Memorial Şişli Hastanesi Göğüs Hastalıkları Bölümü’nden Prof. Dr. Necla Songür, astım ve spor ilişkisi hakkında bilgi verdi. Astım hastalığının kontrol edilmemesi durumunda yaşam kalitesini olumsuz yönde etkileyebildiğini belirten Songür, hastalığın genel olarak ataklar halinde kendini gösterdiğini, alerjenler, ilaçlar ve soğuk gibi pek çok faktörün tetikleyici olabileceğinin altını çizdi.

Songür, spor yapmanın astım hastaları üzerinde tetikleyici etkisinin de olabileceğinin unutulmaması gerektiğini söyledi. Egzersize bağlı nefes sıkışması veya öksürük oluşabileceğini belirten Songür şu uyarılarda bulundu: “Hastalar hareket der durumdayken genellikle rahattır ancak bazen astım atakları gelişebilir. Egzersize bağlı astım atakları yaşayan hastaların özellikle soğuk ve kuru havalarda şikâyetleri artmaktadır. Belirtiler kişiden kişiye değişmekle Hırıltılı solunum, öksürme, nefes darlığı, göğüste sıkışma hissi, yorgunluk şeklinde kendini gösterebilir.

Spor yaparken bu durumlarla karşılaşan astım hastaları, tüm spor etkinliği hemen keserek panik yapmadan sakin kalmaya çalışılmalıdır. Duman, toz, soğuk gibi tetikleyicilerden uzaklaşılmalıdır. Doktorun tavsiye ettiği bronş açıcı ilaç varsa uygun dozda kullanılmalıdır. Şikâyetler devam ediyorsa en yakın sağlık kuruluşuna başvurulmalıdır.”

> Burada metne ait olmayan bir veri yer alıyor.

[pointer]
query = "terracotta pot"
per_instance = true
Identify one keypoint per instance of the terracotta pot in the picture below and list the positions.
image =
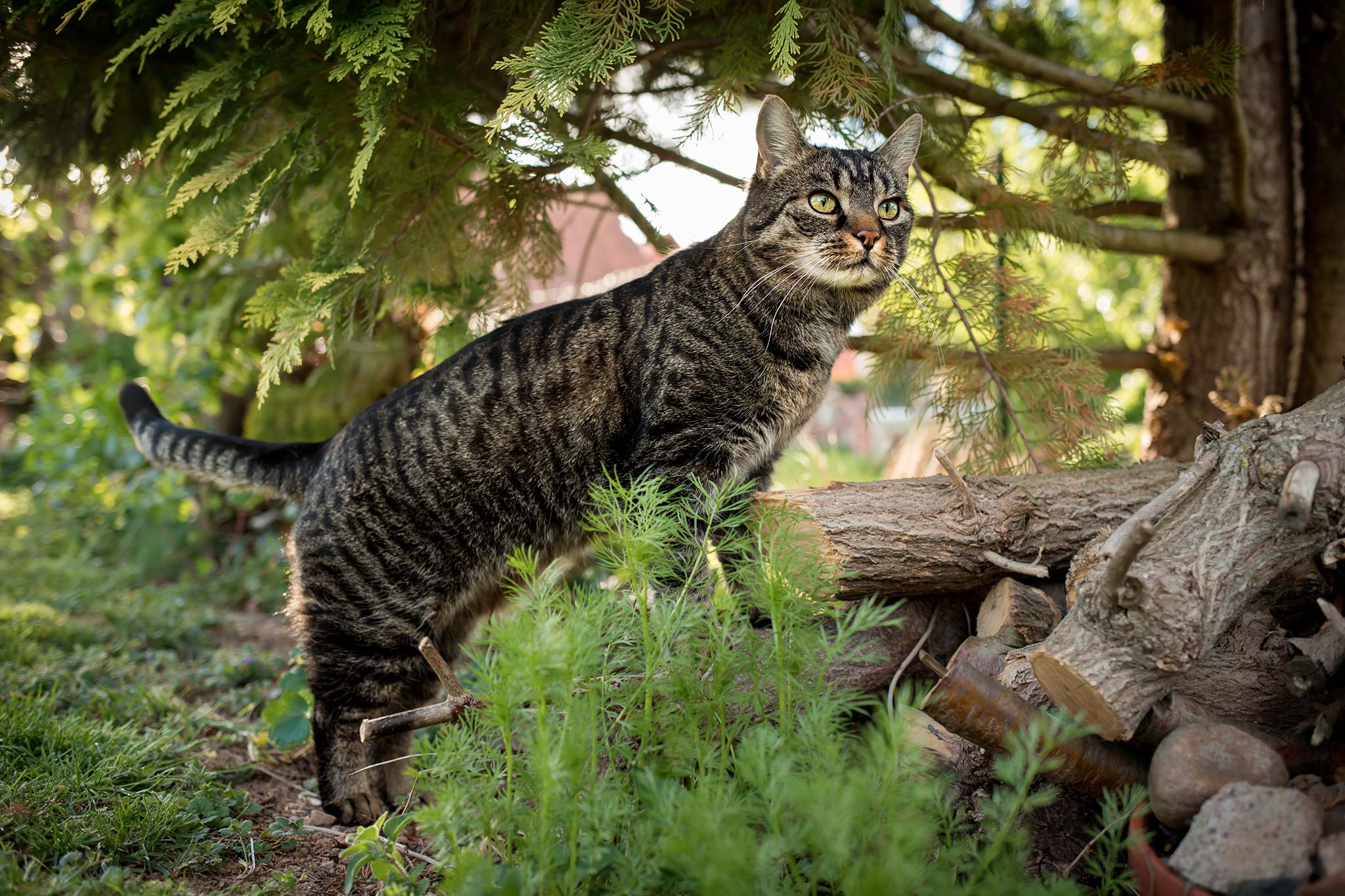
(1153, 875)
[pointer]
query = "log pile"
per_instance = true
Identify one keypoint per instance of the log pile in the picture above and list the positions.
(1164, 605)
(1189, 608)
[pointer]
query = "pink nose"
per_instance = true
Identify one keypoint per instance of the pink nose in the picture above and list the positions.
(868, 238)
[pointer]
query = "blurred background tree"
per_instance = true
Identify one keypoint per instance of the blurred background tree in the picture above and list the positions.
(311, 202)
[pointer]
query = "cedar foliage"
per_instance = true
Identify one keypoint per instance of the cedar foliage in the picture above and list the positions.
(382, 160)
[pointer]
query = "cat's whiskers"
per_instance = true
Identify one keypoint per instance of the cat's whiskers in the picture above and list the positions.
(763, 278)
(811, 268)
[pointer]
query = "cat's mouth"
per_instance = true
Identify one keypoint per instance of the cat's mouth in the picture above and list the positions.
(862, 272)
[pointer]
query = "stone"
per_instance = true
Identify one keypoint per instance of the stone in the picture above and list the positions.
(1331, 853)
(1250, 832)
(1195, 761)
(318, 819)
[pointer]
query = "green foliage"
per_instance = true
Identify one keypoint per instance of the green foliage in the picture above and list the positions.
(334, 167)
(376, 847)
(636, 738)
(1055, 387)
(1106, 861)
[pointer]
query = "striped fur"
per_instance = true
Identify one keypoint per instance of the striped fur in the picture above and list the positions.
(704, 367)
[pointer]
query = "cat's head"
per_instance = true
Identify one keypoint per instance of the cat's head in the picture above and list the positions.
(837, 217)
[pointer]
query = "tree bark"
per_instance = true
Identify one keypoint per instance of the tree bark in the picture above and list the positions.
(1220, 540)
(908, 538)
(1320, 39)
(1235, 313)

KONDİSYONU İYİ OLAN SPORCULARDA ASTIM ATAKLARI AZALABİLİYOR

Bilinenin aksine astım hastalarının spor faaliyetlerinden hiçbir şekilde uzak kalmaması gerektiğini söyleyen Songür, ilaçlarını düzenli kullanmak kaydıyla fiziksek kondisyonun artırılmasının önemine işaret ederek şunları söyledi: “Eğer kişi, astım ilaçlarını düzenli kullanıyorsa ve astım hastalığı kontrol altında ise spor yapması iyileşmesine katkıda bulunur, kapasitesini artırır ve astım kontrolü kolaylaşır. Fiziksel kondisyonu iyi olan sporcularda astım ataklarının ciddi bir şekilde azaldığı yapılan araştırmalarla ortaya konulmuştur. Bu nedenle astım hastalarının fiziksel fonksiyon kapasitelerini geliştirecek spor faaliyetlerinde bulunmaları önerilmektedir.”

Hastalığın şiddet derecesinin yapılan spor dalı ile doğrudan bağlantılı olduğu uyarısında da bulunan Songür, “Spor türü seçiminde astımlı hastanın astımının şiddeti, kontrol altında olup olmaması, tedavi altında akciğer kapasitesi ve hastanın tercihi önemli rol oynamaktadır. Genellikle çocuk ya da erişkin yaşta önerilen spor aktivitesi yüzme olmakla birlikte, önlemler uygun şekilde alınırsa ve tıbbi tedavi ile kontrol sağlanırsa hastaların açık hava sporlarını yapmalarında da bir sakınca yoktur. Ancak astım hastaları yüksek risk içerdiği için; dalgıçlık, basketbol, bisiklet, uzun mesafe koşusu, futbol, kayak, buz hokeyi ve buz pateni gibi spor dallarından uzak durmalıdır.” ifadesini kullandı.

Songür, astımın tedavisinin önemsenmesi ve düzenli takibinin yapılmasının ileri ki dönem açısından zaruret olduğunu belirterek, ihmal edilen astım vakalarında KOAH gibi hava yolu rahatsızlıklarının oluşabileceğini kaydetti.